Flowers Blossoming in Fire

If we want to progress in sanctification, we have to be willing to take the heat.

The other day I was scrolling through my Facebook notifications when the On This Day feature sent me a photo of what I was doing this time last year: waiting to board a flight to Italy for an extravagant two-week Mediterranean cruise. I’m sandwiched between two friends, smiling a million-dollar smile, which is approximately how much it cost to go on this adventure.

Had the photo been taken 15 minutes earlier, it would have shown me on the terminal floor—sobbing, arms wrapped around my knees. Opposite me sat my friend Jess, listening as I relayed the latest details of a close relationship turned sour. It was only May, but 2016 had already been the hardest year of my life.


Eventually I got up off the floor, posed for the photo, and boarded the plane. I’m embarrassed to admit that I did not have the time of my life on that trip. Grief and anxiety escorted me from port to port like two prison guards while we roamed Greek islands and toured the Acropolis.

But Turkey was different. Like an impatient 3-year-old, joy tugged at me from the moment I saw the sun rise in Kusadasi. And as one does with relentless toddlers, I gave in. Our group met our tour guide Emre and spent the morning gallivanting around the ruins of Ephesus. After lunch, we headed to a local pottery shop for a demonstration.

Now, it’s no secret that God has a thing for pottery—if He were signing Himself up for summer camp, you know which arts and crafts class He would choose. Paul, Jeremiah, Isaiah, Job—it is apparently really important to God that we understand that He is the Potter and we are the clay.

And clay does not challenge the Potter—that’s Prophetic Pottery 101. But as soon as I took my seat for the demonstration, I just could not help myself. I dare You to teach me something I don’t already know. Oh, the arrogance that comes with growing up in church and hearing countless sermons on this very subject.

It was only May, but 2016 had already been the hardest year of my life.

I turned my attention to the white-haired man entering the room. He was tall and slim with a kind, weathered face that seemed full of wisdom and experience—the perfect narrator for my living parable. As he took his place behind the pottery wheel, I leaned forward, ready for his monologue of insight. Except he didn’t speak English.

Wordlessly, he rolled a mound between moist palms before smacking it down in the center of the wheel, bits of wet clay splattering his already crusty apron. Under those experienced hands, the mound became a cylinder, then a bowl, and finally a vase. Satisfied with his creation, the potter sliced it off the wheel. Our group applauded, and I smirked. Nothing to see here, God! Just your average Sunday school lessons on staying in the center of Your will and allowing You to shape me. I yawned for emphasis.

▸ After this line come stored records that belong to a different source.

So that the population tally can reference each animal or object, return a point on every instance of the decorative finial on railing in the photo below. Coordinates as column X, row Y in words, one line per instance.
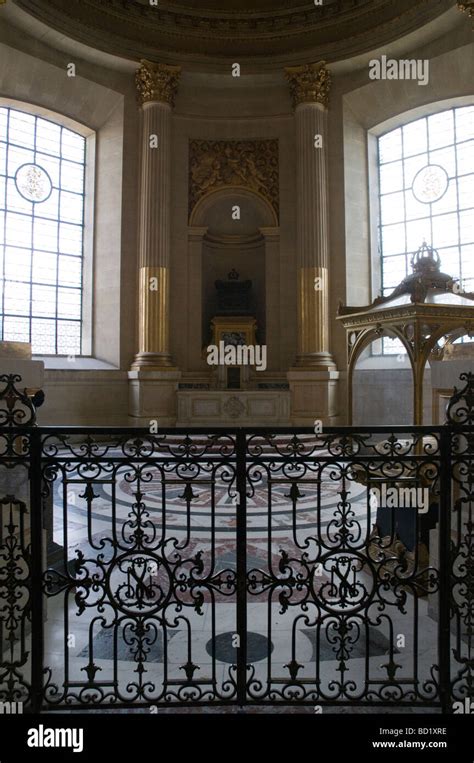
column 460, row 409
column 17, row 409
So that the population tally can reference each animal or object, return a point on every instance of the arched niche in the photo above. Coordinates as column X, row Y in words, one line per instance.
column 234, row 228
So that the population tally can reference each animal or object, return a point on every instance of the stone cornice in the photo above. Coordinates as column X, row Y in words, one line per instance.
column 177, row 31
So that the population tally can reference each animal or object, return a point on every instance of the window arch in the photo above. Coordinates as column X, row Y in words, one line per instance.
column 42, row 195
column 426, row 192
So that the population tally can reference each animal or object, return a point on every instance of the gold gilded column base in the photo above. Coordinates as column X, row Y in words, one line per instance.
column 153, row 328
column 153, row 361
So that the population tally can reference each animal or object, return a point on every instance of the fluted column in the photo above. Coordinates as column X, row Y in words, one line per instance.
column 157, row 85
column 310, row 86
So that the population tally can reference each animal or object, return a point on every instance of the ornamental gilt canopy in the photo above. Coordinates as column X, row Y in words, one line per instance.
column 426, row 311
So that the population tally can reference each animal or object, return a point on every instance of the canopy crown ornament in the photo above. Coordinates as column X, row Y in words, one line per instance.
column 310, row 83
column 157, row 82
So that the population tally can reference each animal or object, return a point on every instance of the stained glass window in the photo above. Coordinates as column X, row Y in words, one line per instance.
column 42, row 173
column 426, row 184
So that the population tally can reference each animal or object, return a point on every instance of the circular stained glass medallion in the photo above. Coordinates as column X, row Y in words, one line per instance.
column 33, row 183
column 430, row 184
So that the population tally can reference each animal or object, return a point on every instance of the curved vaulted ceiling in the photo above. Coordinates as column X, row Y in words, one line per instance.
column 213, row 31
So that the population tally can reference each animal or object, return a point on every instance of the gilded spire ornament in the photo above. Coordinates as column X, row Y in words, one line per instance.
column 310, row 83
column 157, row 82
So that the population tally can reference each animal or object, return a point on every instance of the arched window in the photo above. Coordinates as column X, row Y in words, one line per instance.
column 42, row 182
column 426, row 187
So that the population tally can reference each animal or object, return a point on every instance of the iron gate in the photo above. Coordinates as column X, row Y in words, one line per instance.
column 235, row 567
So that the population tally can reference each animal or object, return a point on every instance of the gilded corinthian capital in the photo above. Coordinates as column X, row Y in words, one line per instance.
column 157, row 82
column 309, row 83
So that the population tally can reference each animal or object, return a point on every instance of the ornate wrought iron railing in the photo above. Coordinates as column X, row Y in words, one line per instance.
column 236, row 566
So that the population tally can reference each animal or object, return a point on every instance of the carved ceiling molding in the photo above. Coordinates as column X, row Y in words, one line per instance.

But the demonstration wasn’t over.

Our guide Emre explained that after being formed on the wheel and dried, the piece undergoes bisque firing. As the temperature of the kiln creeps up to a blazing, 1,730 degrees Fahrenheit, the brittle clay dehydrates, transforming into hard ceramic. Up until this point in the process, the clay could have been recycled and repurposed into another shape. But the conversion wrought by the fire is permanent.

The conversion wrought by fire is permanent.

Next, Emre held up a giant painted platter. Turquoise teardrops chased each other around the rim, and beneath them, ochre buds unfurled in a light blue sky crisscrossed with white contrails. My eyes traced every curve, lingering on the chaotic symmetry that seemed perpetually suspended between cacophony and euphony.

I was mesmerized. Emre explained that artists can take several days to finish painting one piece because the designs are so intricate they must rest every 15 minutes or risk their hands cramping.

Once that paint dries, the piece is dipped in a quartz glaze. It emerges from the vat a matte white, all of the painter’s painstaking handiwork obscured by the opaque glaze. If you hadn’t seen the piece before this baptism, you would think it had never been painted. Unbidden, grief over this loss surprised me. What was the point of all the effort?

When Emre told us that after the glaze dries, the piece must enter the kiln again, my grief erupted into indignation. It’s already faced the fire—how is this fair?

But once again in the kiln, the quartz glaze vitrifies, transforming from a dull shroud to lustrous glass, revealing and sealing the underlying paint. According to Emre, the stress of the heat produces something nothing else could: maturity.

Truth frees us to surrender to the process and trust the Potter to finish what He began on the wheel.

Stunned and humbled, I reviewed my life. What if the crises plaguing me weren’t a result of my failures? What if they were simply part of the process? I’d been familiar with the language we Christians use to talk about sanctification, but I never expected refining to feel so like destruction. Maybe this is what “beauty for ashes” actually looks like in practice. And we won’t have ashes to trade without first going through fire.

We spent one more day in Turkey before heading to Italy. I’d like to say that this new perspective dissolved all my pain, but it didn’t. Truth doesn’t numb us; it frees us—to surrender to the process and trust the Potter to finish what He began on the wheel. And at least for me, that journey, while longer and more difficult than anticipated, is worth it.

A deep turquoise mug from that pottery shop sits on my desk at work. On its surface delicate blooms intertwine with winding vines, their contours punctuated by raised patterns of swirls and paisleys. These floral patterns are traditional in Turkish pottery, where in some parts of the country they call the ceramic craft “the art of flowers blossoming in fire.” Every time I drink from it, I rub my thumb over the warm Braille of its surface, and I remember. Sometimes moving forward looks like taking a giant step backward, and some beauty can be revealed only by fire.